The host materials suggested for immobilization of actinide waste of military or civil origin often contain the secondary (U,Pu)Ti2O6 phase of brannerite structure. For example, the materials for incorporation of excess plutonium, mainly consisting of pyrochlore, contain up to 30% brannerite. This is a usual phase in titanate host materials for isolating spent nuclear fuel (SNF) and products of its reprocessing, including waste from production of ^99mТс for medical purposes and other kinds of waste with high U and Pu content. Despite simple ideal stoichiometry, brannerite can contain large amounts of rare earths. This feature is due to the presence of uranium not only in the 4+ oxidation state, but also in the 5+ and 6+ states, which favors the exchange of rare earth elements (REE), e.g., in accordance with the scheme 2U⁴⁺ ↔ U⁵⁺ + REE³⁺. The REE amount in brannerite reaches 0.5–0.7 atom per formula unit. Therefore, brannerite is of interest as a host material for the rare earth–actinide fraction of high-level waste (HLW). To evaluate the prospects for such use of brannerite, data on the radiation resistance of brannerite and its behavior in aqueous solutions are analyzed. In these properties, brannerite is inferior to pyrochlore and zirconolite.

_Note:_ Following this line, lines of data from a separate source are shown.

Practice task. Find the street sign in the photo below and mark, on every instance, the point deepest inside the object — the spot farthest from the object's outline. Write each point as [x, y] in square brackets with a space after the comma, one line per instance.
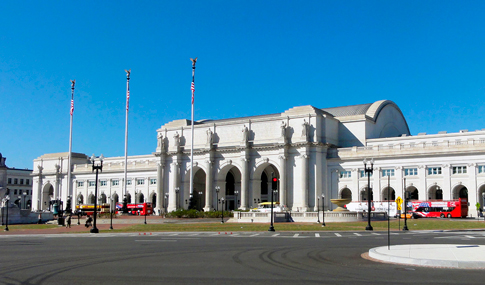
[399, 203]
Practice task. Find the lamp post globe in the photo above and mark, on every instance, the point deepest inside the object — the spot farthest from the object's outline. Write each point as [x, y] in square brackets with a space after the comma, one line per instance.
[318, 210]
[217, 197]
[323, 210]
[222, 216]
[97, 167]
[368, 169]
[6, 201]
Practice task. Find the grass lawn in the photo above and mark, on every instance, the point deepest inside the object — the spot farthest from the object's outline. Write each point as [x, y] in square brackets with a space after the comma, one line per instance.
[419, 224]
[413, 224]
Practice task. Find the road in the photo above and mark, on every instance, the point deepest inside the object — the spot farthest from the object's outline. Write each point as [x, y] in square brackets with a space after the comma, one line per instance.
[222, 258]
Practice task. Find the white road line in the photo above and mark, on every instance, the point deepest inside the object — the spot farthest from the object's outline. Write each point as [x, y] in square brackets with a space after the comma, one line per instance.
[170, 240]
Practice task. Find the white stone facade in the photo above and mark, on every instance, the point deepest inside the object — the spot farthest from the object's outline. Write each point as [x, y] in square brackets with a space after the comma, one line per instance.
[306, 148]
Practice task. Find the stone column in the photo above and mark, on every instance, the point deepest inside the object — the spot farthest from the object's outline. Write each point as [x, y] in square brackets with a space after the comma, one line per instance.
[173, 202]
[473, 194]
[160, 181]
[208, 186]
[398, 188]
[244, 184]
[304, 182]
[283, 200]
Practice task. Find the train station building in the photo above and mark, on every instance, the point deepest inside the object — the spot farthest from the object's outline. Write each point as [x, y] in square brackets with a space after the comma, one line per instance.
[311, 151]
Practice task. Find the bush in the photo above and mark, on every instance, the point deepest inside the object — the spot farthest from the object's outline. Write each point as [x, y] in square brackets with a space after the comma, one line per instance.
[191, 214]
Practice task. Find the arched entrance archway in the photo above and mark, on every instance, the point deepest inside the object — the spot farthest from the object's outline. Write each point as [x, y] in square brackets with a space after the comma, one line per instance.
[460, 191]
[413, 193]
[139, 198]
[199, 190]
[91, 199]
[102, 199]
[435, 193]
[363, 194]
[346, 194]
[391, 193]
[47, 196]
[80, 199]
[153, 199]
[263, 185]
[115, 199]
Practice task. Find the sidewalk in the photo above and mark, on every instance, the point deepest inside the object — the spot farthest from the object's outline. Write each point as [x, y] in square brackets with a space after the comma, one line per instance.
[433, 255]
[103, 224]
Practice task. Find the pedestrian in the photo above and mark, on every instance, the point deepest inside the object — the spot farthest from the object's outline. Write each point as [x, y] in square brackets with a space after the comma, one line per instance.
[68, 221]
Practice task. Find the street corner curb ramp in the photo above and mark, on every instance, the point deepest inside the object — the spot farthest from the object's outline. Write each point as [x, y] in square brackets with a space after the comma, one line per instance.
[458, 256]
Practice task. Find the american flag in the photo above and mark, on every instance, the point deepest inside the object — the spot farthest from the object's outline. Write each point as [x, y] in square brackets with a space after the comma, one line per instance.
[192, 87]
[127, 100]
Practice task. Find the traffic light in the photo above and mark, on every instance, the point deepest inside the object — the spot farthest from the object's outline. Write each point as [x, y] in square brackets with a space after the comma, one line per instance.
[274, 184]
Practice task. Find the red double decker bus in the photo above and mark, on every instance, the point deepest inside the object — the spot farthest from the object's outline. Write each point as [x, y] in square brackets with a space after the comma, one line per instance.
[434, 209]
[136, 209]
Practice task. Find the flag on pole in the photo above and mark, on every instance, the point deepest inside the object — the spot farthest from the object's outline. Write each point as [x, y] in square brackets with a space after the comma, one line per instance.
[192, 87]
[127, 99]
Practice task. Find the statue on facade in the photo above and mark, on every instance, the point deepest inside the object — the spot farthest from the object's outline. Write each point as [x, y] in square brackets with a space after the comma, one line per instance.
[283, 130]
[161, 142]
[176, 138]
[245, 132]
[210, 138]
[305, 130]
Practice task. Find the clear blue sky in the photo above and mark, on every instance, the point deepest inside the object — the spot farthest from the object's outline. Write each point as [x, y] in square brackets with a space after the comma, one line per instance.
[255, 57]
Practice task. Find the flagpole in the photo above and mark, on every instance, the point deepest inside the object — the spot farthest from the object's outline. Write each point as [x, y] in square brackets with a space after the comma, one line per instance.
[192, 87]
[126, 127]
[69, 189]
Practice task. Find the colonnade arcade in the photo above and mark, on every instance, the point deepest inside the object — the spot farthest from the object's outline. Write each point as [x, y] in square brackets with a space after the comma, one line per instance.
[228, 183]
[435, 192]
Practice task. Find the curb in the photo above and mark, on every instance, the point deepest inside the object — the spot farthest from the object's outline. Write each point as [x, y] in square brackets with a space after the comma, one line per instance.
[457, 255]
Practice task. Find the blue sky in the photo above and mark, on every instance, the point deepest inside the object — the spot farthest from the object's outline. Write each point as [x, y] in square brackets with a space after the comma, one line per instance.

The rate of actinide leaching from brannerite is higher by an order of magnitude than from these phases, but lower by 3–4 orders of magnitude than from glass host materials. Natural brannerite is stable in media with weakly alkaline and reducing waters. Therefore, brannerite seems suitable for immobilization of rare earth–actinide waste. This host material can be synthesized by sintering or cold crucible induction melting followed by crystallization.